Play “Moneyball” at the Alliance’s 2016 Annual Meeting…
May 24, 2016“What pearls of wisdom could the general manager of a Major League Baseball team impart to fraternal executives, board members, and management staff?” I get that question a lot these days because one of the Alliance’s 2016 Annual Meeting keynote speakers is Billy Beane, the GM of the Oakland A’s and the inspiration for “Moneyball,” the best-selling book and wildly popular movie. There are plenty of folks intrigued by this choice of speakers for a conference of fraternal life insurers – and just as many wondering what it was I was smoking on the day we invited Beane to address our audience. Baseball and fraternal life insurers? What’s the connection? I would contend that the A’s are baseball’s version of a fraternal life insurer. For starters, they have one of the lowest payrolls among all 30 major league teams. They play second banana in the same media market to the much better known and far wealthier San Francisco Giants. They play in an outdated “multi-purpose” stadium (think of the giant concrete circles that were Three Rivers Stadium, Riverfront Stadium, and Busch Stadium that have since been replaced by sparkling new “baseball only” parks) in a rough part of Oakland that is anything but “fan friendly.” And they have been consistently blocked by the Giants from moving to more attractive digs closer to Silicon Valley. All this makes it tougher for the A’s to attract – and pay for – top tier talent. They are playing in the same league as the Yankees, Red Sox, Giants, and Dodgers, but they are competing on a much different playing field. And yet…the A’s compete with teams with greater resources year in and year out because Beane had the courage to abandon long-held beliefs by baseball lifers and was open to discovering new ways to evaluate talent and interpret statistics. I think those same principles can be applied to fraternal life insurers, and Billy Beane may be just the guy to share those secrets with us. And I’m not the only one who thinks this. Check out this article entitled “Moneyball Matters” by William Panning of ERMetrics in the February “Best’s Review.” According to Mr. Panning, here are the five lessons executives can learn from baseball’s analytical innovations:
- Identify and focus on what matters. In baseball, it’s win games; for us, it’s grow membership.

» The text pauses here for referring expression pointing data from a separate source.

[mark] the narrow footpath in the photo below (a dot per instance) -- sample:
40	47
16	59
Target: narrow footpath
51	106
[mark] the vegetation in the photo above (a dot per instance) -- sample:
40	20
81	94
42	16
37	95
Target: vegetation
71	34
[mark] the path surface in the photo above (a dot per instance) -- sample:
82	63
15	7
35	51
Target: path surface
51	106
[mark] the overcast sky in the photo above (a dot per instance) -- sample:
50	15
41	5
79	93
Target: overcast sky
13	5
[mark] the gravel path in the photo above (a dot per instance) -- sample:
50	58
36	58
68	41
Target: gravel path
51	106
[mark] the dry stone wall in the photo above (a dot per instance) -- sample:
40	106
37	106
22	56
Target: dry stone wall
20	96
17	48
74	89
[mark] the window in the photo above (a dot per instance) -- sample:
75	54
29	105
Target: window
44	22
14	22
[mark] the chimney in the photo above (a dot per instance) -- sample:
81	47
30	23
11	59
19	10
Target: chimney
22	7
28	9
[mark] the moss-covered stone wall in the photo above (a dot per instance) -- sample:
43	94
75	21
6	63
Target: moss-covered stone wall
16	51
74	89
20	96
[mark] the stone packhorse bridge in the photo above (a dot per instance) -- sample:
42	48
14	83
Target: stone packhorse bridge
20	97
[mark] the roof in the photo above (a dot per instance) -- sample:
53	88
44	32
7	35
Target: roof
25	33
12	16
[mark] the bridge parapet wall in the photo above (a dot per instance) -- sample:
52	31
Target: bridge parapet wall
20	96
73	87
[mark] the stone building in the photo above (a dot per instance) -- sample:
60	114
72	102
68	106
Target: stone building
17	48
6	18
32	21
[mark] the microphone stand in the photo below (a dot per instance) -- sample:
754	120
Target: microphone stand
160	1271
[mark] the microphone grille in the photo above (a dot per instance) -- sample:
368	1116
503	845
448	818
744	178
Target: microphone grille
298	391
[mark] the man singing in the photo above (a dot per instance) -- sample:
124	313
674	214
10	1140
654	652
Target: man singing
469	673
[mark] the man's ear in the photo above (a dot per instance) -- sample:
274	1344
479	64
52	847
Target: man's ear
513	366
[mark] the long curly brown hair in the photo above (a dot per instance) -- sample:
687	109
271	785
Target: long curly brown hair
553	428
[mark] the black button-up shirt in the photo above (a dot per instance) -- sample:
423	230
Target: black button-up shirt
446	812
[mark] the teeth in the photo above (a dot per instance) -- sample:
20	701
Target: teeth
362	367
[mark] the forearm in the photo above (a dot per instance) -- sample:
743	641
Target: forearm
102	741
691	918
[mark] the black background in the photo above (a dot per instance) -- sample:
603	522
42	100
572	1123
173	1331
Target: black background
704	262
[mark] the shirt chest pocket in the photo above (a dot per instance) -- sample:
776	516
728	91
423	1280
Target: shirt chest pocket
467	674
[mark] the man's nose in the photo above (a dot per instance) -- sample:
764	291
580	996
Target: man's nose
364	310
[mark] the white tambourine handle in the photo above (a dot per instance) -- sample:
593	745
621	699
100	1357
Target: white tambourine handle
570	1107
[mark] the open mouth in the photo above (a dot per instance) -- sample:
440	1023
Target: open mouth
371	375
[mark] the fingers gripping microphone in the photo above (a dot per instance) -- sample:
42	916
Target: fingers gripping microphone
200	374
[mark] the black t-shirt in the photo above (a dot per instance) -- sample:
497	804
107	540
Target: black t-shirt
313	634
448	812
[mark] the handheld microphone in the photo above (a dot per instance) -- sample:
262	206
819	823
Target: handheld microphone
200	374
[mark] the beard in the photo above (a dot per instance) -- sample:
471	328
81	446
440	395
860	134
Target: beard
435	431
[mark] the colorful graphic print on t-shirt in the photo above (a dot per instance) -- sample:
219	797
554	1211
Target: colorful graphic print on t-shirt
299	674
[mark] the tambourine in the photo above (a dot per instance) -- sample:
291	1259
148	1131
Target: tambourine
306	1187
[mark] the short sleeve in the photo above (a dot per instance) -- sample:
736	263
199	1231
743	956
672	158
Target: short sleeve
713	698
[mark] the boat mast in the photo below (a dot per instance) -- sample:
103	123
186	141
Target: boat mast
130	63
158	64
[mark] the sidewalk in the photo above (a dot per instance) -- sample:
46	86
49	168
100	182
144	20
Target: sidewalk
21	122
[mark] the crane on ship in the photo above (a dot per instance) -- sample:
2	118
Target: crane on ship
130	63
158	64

- Ignore what doesn’t matter. We do lots of things that soak up time and resources and contribute absolutely nothing to the “grow membership” goal.
- Sponsor development of analytical tools that creatively utilize new data. In baseball, that might be the impact of a revised batting order. For us, it might be re-branding our societies to increase consumer awareness of the powerful benefits we offer.
- Foster novel practical skills that exploit new and improved analytical tools. Can rigorous analysis help you ascertain what your members and prospects want – and, just as important, what they don’t – from your society?
- Ask crucial questions about performance measures. Remember the Little League coach who told you “a walk is as good as a hit?” He was right!